Alain SNYERS : Au-delà des règlements et des procédures, derrière cette question c'est plus une interrogation sur la situation actuelle, sur des changements de prix et comment on aborde un budget puisque ce n'est pas seulement une question d'éteindre la lumière à la sortie ce sur quoi nous sommes complètement d'accord évidemment, donc là on peut craindre une augmentation très importante des factures d'électricité et autres fluides et question ont-ils été provisionnés et comment l'année va se terminer parce qu'on entend partout dans la presse c'est des augmentations importante donc comment la commune de Crémieu au-delà de la sensibilisation des enfants sur la durée va réagir au choc économique, c'est plutôt ça la question.
Clotilde DOUCHEMENT : C'était pas tout à fait la question.
Monsieur le maire : Oui c'était pas tout à fait…

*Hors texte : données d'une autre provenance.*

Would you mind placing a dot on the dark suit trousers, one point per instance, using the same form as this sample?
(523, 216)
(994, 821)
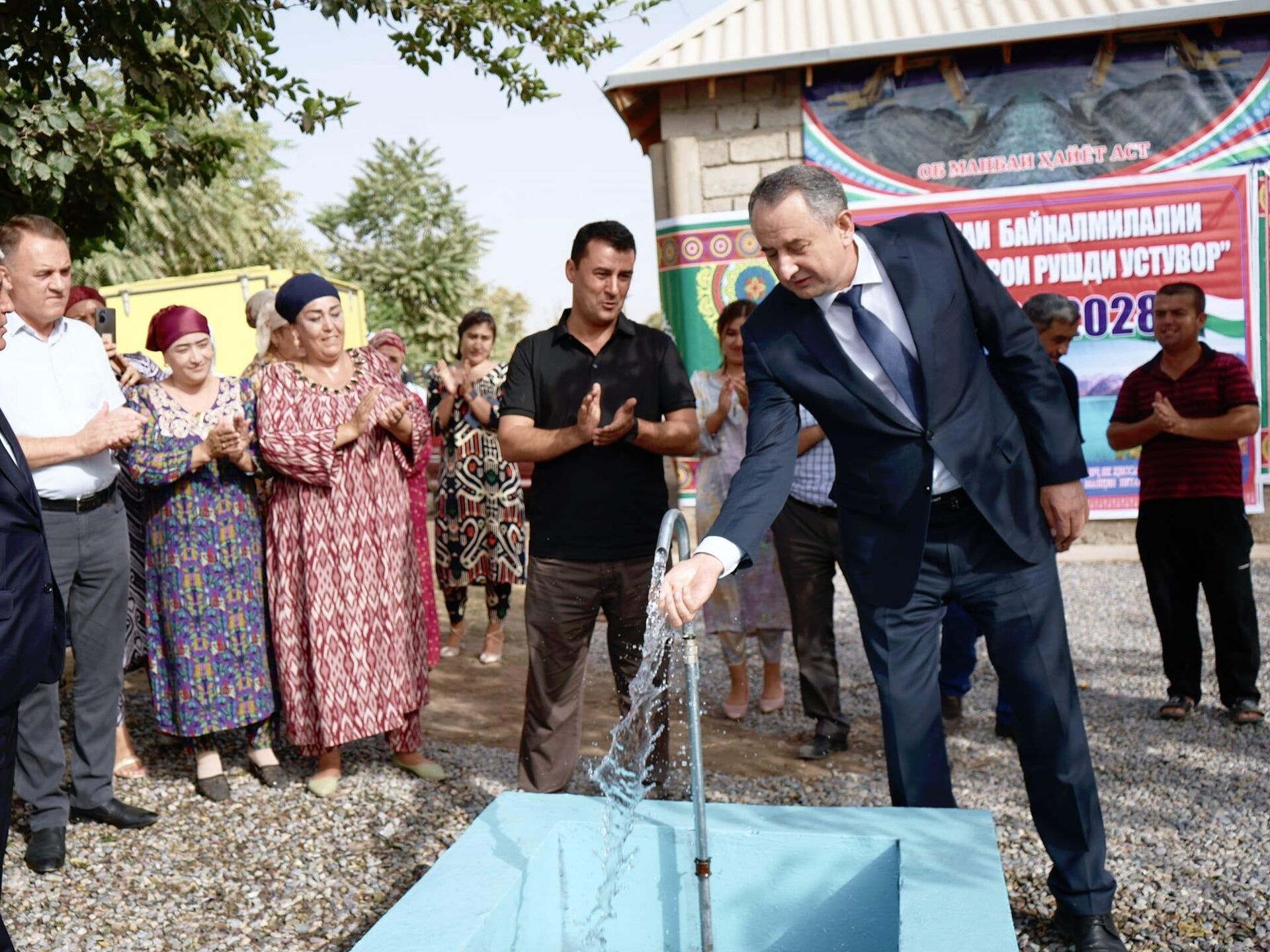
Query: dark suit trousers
(1020, 610)
(1187, 543)
(810, 551)
(89, 554)
(563, 600)
(8, 757)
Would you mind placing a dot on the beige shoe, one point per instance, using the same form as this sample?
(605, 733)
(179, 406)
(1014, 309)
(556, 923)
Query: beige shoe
(323, 786)
(774, 688)
(427, 771)
(455, 643)
(492, 651)
(736, 710)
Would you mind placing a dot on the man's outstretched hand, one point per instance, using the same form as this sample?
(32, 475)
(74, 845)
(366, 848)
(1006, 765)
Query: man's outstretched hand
(687, 587)
(1066, 510)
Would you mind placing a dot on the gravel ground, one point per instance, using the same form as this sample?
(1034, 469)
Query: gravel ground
(1187, 809)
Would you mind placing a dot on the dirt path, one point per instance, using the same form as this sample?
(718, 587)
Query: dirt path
(476, 703)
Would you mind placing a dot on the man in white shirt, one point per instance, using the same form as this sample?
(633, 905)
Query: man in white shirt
(64, 404)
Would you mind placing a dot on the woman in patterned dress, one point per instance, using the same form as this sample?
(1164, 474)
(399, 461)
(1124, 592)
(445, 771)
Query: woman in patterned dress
(205, 619)
(345, 588)
(480, 508)
(755, 602)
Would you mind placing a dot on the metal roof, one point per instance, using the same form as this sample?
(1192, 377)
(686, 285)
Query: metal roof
(748, 36)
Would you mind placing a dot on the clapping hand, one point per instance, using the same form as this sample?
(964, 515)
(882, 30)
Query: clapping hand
(111, 429)
(621, 424)
(1166, 416)
(397, 420)
(364, 415)
(588, 414)
(451, 380)
(224, 441)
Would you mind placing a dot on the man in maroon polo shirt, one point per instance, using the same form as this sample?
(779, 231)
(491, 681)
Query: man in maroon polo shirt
(1188, 408)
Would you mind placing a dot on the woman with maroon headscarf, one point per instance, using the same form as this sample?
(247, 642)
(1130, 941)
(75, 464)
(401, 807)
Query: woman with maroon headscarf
(393, 349)
(194, 462)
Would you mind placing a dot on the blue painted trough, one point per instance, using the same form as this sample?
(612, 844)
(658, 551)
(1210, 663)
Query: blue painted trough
(524, 879)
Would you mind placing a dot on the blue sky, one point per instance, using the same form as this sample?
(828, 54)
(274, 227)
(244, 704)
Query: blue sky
(532, 173)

Alain SNYERS : Je sais bien mais moi je suis un peu au-delà des procédures et des mots je pense qu'il faut voir en creux des choses d'intérêt collectif et c'est aussi le rôle de ce Conseil d'en débattre et en plus c'est une actualité qui ne nous concerne pas nous mais qui concerne tout le monde.

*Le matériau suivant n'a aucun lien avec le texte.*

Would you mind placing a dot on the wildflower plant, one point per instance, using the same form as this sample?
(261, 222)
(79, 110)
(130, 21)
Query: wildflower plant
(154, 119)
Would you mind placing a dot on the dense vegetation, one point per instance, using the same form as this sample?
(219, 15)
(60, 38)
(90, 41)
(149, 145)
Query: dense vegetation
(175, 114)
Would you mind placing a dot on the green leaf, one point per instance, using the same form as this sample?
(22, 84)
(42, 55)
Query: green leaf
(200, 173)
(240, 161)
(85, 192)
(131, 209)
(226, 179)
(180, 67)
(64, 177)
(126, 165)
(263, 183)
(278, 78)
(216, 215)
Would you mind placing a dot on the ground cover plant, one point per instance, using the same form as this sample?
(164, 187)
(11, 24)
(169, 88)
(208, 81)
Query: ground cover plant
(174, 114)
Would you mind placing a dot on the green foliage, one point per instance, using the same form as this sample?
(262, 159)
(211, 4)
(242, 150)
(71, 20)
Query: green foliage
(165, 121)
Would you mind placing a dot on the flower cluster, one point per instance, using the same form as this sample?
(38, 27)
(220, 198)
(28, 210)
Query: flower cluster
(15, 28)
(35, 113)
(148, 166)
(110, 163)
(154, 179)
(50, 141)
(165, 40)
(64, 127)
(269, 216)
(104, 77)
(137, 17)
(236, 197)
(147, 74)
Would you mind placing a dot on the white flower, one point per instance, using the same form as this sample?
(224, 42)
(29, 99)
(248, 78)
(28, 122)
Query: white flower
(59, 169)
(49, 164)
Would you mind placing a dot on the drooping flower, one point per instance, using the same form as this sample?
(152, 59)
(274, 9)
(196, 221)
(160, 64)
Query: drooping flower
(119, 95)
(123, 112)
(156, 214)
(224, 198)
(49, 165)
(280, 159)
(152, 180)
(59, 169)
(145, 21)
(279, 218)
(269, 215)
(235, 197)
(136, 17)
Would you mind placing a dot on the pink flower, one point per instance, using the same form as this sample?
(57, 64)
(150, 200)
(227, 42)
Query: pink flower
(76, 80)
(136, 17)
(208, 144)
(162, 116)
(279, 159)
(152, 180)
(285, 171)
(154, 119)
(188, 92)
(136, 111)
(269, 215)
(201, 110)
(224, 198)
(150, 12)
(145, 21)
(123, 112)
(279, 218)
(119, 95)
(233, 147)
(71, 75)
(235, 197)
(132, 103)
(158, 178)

Denis CARLIER : Vous pouvez faire confiance à l'adjoint aux ressources humaines et aux finances pour que les finances soient bien gérées et que dépenser moins soit bien mis en place. La seule chose c'est que nous n'avons pas de boule de cristal nous ne pouvons pas savoir quelles sont les hausses qui vont arriver, je peux vous dire une chose c'est que la mairie n'a jamais n'a jamais spéculé à essayer de trouver par des opérateurs privés une diminution des prix quand la libéralisation est arrivée et on a toujours eu une gestion prudente de nos fournisseurs. Mais nous sommes dans un cadre fermé et qu'on peut pas décider de se passer du gaz de l'électricité, imaginez aujourd'hui si on éteint la lumière ce qui va se passer, ou si on éteint la retransmission ce qui va se passer, donc il y a un certain nombre de choses qu'on met en place, je détaillerai et discuterai avec la commission finance de façon à ce qu'on regarde les pistes d'amélioration ou d'économies, on ne peut pas agir sur le prix on ne peut dire que sur la consommation.
2- Relevés des décisions du maire.
Pouvons-nous avoir un relevé exhaustif des décisions du maire depuis le mois de mai au titre des 29 délégations que la majorité lui a confiées ?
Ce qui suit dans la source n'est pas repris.